Mesenchymal stem cells control alloreactive CD8(+) CD28(-) T cells.

CD28/B7 co-stimulation blockade with belatacept prevents alloreactivity in kidney transplant patients. However, cells lacking CD28 are not susceptible to belatacept treatment. As CD8(+) CD28(-) T-cells have cytotoxic and pathogenic properties, we investigated whether mesenchymal stem cells (MSC) are effective in controlling these cells. In mixed lymphocyte reactions (MLR), MSC and belatacept inhibited peripheral blood mononuclear cell (PBMC) proliferation in a dose-dependent manner. MSC at MSC/effector cell ratios of 1:160 and 1:2·5 reduced proliferation by 38·8 and 92·2%, respectively. Belatacept concentrations of 0·1 μg/ml and 10 μg/ml suppressed proliferation by 20·7 and 80·6%, respectively.
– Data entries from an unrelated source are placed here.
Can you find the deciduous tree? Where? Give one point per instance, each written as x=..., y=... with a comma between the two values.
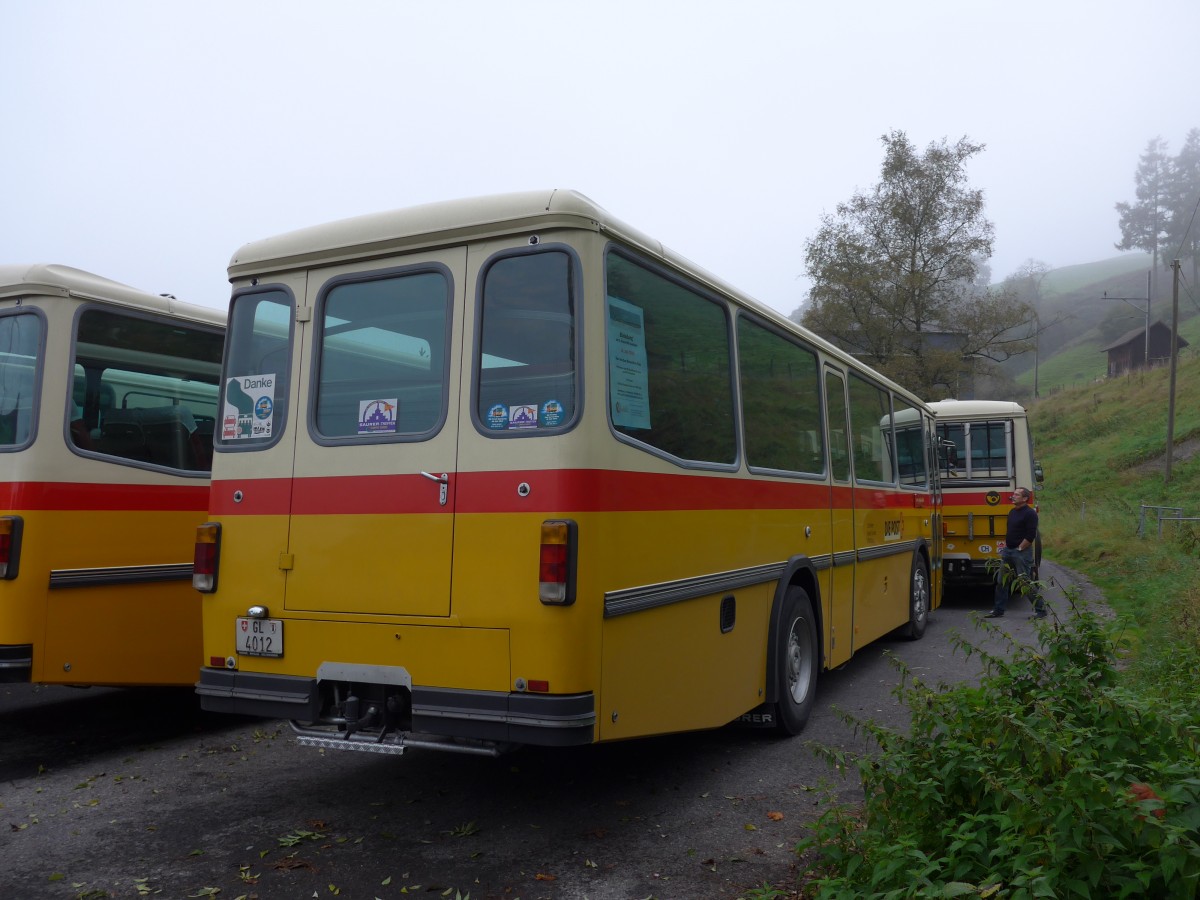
x=895, y=271
x=1144, y=222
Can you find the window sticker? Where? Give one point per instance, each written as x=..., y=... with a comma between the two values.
x=629, y=397
x=550, y=415
x=249, y=408
x=498, y=417
x=378, y=417
x=522, y=417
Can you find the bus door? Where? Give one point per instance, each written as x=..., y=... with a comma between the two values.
x=373, y=490
x=839, y=605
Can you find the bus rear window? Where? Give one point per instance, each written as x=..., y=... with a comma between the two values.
x=145, y=390
x=253, y=399
x=526, y=355
x=383, y=358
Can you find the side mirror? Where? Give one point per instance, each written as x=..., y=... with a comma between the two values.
x=949, y=453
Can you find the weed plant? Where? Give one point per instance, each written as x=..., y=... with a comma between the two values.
x=1048, y=779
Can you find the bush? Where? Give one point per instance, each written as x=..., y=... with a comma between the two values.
x=1049, y=779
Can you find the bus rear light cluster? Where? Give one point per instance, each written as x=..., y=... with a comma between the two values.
x=556, y=568
x=11, y=528
x=208, y=556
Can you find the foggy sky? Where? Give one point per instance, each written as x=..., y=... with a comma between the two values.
x=147, y=142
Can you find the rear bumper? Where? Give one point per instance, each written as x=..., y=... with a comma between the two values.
x=16, y=663
x=514, y=718
x=965, y=571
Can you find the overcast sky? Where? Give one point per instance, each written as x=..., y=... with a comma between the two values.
x=147, y=142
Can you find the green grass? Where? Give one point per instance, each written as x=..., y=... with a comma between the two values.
x=1072, y=768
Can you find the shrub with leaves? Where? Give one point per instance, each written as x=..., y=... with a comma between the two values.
x=1049, y=780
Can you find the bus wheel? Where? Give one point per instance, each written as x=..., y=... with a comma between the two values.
x=796, y=661
x=918, y=599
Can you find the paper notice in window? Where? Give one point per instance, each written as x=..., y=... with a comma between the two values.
x=629, y=387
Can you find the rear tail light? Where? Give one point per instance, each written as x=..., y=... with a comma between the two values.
x=556, y=568
x=11, y=528
x=208, y=557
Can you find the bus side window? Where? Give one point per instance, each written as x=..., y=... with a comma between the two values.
x=670, y=365
x=781, y=401
x=21, y=336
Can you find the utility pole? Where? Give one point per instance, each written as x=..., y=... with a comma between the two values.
x=1129, y=300
x=1175, y=355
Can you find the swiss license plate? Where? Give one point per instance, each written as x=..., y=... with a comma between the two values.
x=261, y=637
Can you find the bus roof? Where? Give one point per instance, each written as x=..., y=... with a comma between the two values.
x=976, y=408
x=54, y=280
x=436, y=225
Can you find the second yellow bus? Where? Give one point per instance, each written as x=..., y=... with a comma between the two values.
x=505, y=471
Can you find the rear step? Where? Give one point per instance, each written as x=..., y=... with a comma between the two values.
x=395, y=743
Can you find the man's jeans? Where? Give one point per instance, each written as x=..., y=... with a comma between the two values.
x=1014, y=563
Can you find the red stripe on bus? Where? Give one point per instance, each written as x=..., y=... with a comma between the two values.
x=57, y=496
x=971, y=499
x=576, y=490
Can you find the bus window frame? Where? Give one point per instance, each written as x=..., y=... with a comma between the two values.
x=39, y=375
x=817, y=373
x=316, y=351
x=241, y=447
x=71, y=361
x=727, y=309
x=575, y=281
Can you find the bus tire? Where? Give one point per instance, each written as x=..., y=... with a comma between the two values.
x=797, y=661
x=918, y=599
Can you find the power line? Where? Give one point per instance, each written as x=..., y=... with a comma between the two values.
x=1188, y=231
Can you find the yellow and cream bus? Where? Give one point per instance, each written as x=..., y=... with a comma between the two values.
x=505, y=471
x=108, y=401
x=987, y=453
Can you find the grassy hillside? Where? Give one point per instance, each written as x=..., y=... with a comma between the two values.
x=1071, y=353
x=1103, y=451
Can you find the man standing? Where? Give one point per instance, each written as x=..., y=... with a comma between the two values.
x=1017, y=555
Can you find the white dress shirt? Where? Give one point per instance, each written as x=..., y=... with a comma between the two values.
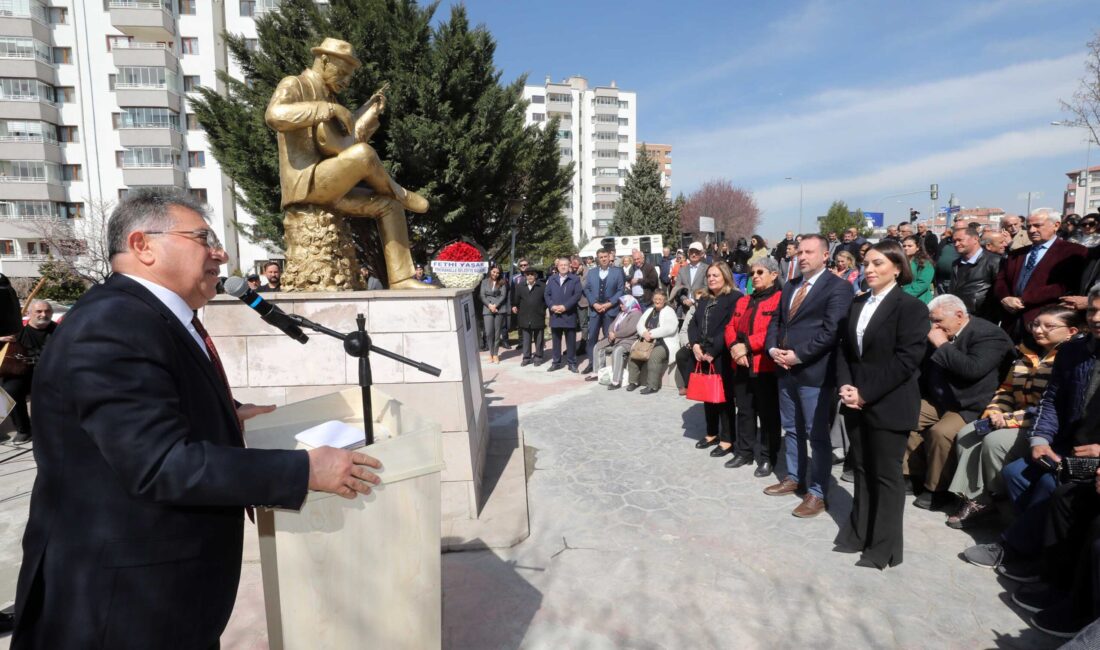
x=176, y=306
x=865, y=315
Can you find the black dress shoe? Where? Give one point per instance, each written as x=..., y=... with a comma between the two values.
x=738, y=461
x=718, y=451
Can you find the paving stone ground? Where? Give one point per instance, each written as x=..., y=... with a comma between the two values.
x=639, y=540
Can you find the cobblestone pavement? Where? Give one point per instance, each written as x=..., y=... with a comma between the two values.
x=639, y=540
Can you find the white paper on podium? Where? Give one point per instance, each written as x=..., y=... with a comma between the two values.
x=339, y=434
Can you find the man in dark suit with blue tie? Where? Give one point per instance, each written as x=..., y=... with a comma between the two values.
x=603, y=286
x=135, y=527
x=802, y=339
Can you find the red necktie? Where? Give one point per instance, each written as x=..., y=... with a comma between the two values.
x=224, y=381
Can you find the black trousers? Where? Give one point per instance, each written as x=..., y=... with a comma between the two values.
x=20, y=389
x=757, y=397
x=570, y=334
x=1071, y=547
x=535, y=337
x=879, y=500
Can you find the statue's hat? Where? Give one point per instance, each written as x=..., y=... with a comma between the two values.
x=337, y=47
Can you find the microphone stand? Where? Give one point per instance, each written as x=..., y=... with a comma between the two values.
x=358, y=344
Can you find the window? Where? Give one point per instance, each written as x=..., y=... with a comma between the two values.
x=22, y=89
x=24, y=47
x=70, y=210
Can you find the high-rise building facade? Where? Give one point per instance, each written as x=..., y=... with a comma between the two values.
x=597, y=131
x=1082, y=193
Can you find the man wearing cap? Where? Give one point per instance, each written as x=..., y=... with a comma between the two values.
x=691, y=276
x=304, y=103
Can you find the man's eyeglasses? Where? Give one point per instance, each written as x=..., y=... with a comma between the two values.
x=205, y=237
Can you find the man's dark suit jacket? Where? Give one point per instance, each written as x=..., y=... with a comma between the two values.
x=963, y=374
x=1057, y=274
x=136, y=515
x=813, y=332
x=887, y=372
x=974, y=284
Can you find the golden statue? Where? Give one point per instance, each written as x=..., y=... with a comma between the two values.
x=328, y=173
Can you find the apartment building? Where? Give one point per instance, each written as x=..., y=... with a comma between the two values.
x=95, y=100
x=1082, y=193
x=661, y=153
x=597, y=132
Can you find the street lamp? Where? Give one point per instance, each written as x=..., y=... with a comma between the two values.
x=800, y=200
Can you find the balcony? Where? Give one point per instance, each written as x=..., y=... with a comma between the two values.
x=144, y=54
x=153, y=135
x=145, y=20
x=146, y=96
x=163, y=176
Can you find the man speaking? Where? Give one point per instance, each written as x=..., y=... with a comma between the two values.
x=136, y=515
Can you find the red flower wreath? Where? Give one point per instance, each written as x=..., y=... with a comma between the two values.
x=459, y=252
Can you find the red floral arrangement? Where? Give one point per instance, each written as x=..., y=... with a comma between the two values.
x=459, y=252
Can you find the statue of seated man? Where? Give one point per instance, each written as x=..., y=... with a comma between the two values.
x=325, y=158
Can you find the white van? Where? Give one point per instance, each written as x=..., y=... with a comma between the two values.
x=650, y=244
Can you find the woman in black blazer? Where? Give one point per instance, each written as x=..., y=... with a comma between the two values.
x=881, y=344
x=706, y=342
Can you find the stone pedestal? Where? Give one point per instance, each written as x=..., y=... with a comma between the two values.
x=440, y=328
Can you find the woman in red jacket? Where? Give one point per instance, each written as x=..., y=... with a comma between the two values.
x=756, y=392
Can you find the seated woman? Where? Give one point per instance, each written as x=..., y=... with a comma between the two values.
x=981, y=458
x=620, y=335
x=756, y=392
x=657, y=324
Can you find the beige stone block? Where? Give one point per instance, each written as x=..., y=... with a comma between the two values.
x=441, y=403
x=457, y=456
x=383, y=370
x=234, y=359
x=274, y=395
x=337, y=315
x=300, y=393
x=440, y=350
x=284, y=362
x=235, y=319
x=425, y=315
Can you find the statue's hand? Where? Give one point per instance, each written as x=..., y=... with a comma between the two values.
x=343, y=116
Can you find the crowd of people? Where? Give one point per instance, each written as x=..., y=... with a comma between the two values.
x=958, y=370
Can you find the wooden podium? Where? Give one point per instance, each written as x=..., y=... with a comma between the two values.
x=355, y=573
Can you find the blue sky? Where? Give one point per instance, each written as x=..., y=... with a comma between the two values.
x=860, y=99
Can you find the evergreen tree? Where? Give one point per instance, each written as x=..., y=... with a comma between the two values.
x=642, y=208
x=451, y=130
x=839, y=219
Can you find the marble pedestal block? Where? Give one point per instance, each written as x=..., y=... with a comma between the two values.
x=438, y=328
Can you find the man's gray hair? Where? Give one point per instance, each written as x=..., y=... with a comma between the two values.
x=948, y=301
x=146, y=209
x=1051, y=213
x=768, y=263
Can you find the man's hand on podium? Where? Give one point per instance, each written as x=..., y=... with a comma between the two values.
x=341, y=472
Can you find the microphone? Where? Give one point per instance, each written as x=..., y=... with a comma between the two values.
x=270, y=314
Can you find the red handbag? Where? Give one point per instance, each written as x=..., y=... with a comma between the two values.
x=706, y=386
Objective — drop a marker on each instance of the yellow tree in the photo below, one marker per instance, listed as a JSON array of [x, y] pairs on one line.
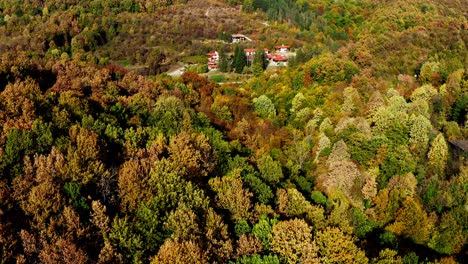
[[337, 247], [438, 154], [231, 195], [292, 240]]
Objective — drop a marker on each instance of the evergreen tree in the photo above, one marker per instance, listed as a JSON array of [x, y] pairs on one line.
[[259, 62], [240, 60], [223, 61]]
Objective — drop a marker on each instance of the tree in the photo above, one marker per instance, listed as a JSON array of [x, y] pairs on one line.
[[270, 170], [264, 106], [337, 247], [292, 240], [231, 195], [180, 251], [420, 127], [388, 256], [240, 60], [412, 221], [259, 62], [223, 63], [438, 154]]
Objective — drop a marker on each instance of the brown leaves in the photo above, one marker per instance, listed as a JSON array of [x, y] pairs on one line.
[[293, 241], [192, 152], [232, 196]]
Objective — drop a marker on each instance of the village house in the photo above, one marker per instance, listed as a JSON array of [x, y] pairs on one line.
[[214, 56], [278, 57], [213, 59], [239, 38], [283, 48], [250, 53]]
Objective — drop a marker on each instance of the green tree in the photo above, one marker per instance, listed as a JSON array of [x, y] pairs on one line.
[[292, 240], [223, 61], [240, 60], [270, 170], [337, 247], [259, 62], [438, 154]]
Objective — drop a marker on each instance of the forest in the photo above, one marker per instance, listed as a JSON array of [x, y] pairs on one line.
[[357, 152]]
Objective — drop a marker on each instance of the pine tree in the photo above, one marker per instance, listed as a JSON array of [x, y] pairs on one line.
[[223, 61], [240, 60], [259, 63]]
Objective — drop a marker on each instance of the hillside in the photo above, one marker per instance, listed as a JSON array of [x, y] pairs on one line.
[[356, 152]]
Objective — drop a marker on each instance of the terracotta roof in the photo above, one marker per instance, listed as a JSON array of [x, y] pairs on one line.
[[279, 57], [461, 144]]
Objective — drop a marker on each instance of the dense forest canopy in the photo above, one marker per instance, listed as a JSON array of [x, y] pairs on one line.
[[354, 153]]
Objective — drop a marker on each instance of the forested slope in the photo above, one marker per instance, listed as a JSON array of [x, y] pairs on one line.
[[354, 154]]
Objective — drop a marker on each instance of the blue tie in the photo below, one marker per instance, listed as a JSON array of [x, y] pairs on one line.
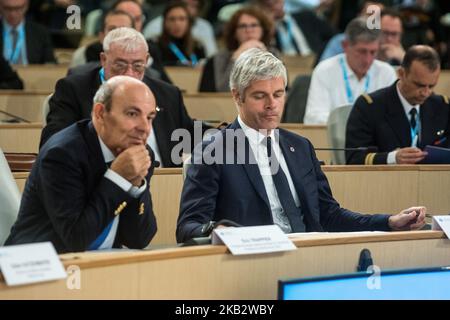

Both treatments in combination did not inhibit each other's function. Allostimulated CD8(+) CD28(-) T cells were able to proliferate and expressed the cytolytic and cytotoxic effector molecules granzyme B, interferon (IFN)-γ and tumour necrosis factor (TNF)-α. While belatacept did not affect the proliferation of CD8(+) CD28(-) T cells, MSC reduced the percentage of CD28(-) T cells in the proliferating CD8(+) T cell fraction by 45·9% (P = 0·009). CD8(+) CD28(-) T cells as effector cells in MLR in the presence of CD4(+) T cell help gained CD28 expression, an effect independent of MSC. In contrast, allostimulated CD28(+) T cells did not lose CD28 expression in MLR-MSC co-culture, suggesting that MSC control pre-existing CD28(-) T cells and not newly induced CD28(-) T cells. In conclusion, alloreactive CD8(+) CD28(-) T cells that remain unaffected by belatacept treatment are inhibited by MSC. This study indicates the potential of an MSC-belatacept combination therapy to control alloreactivity.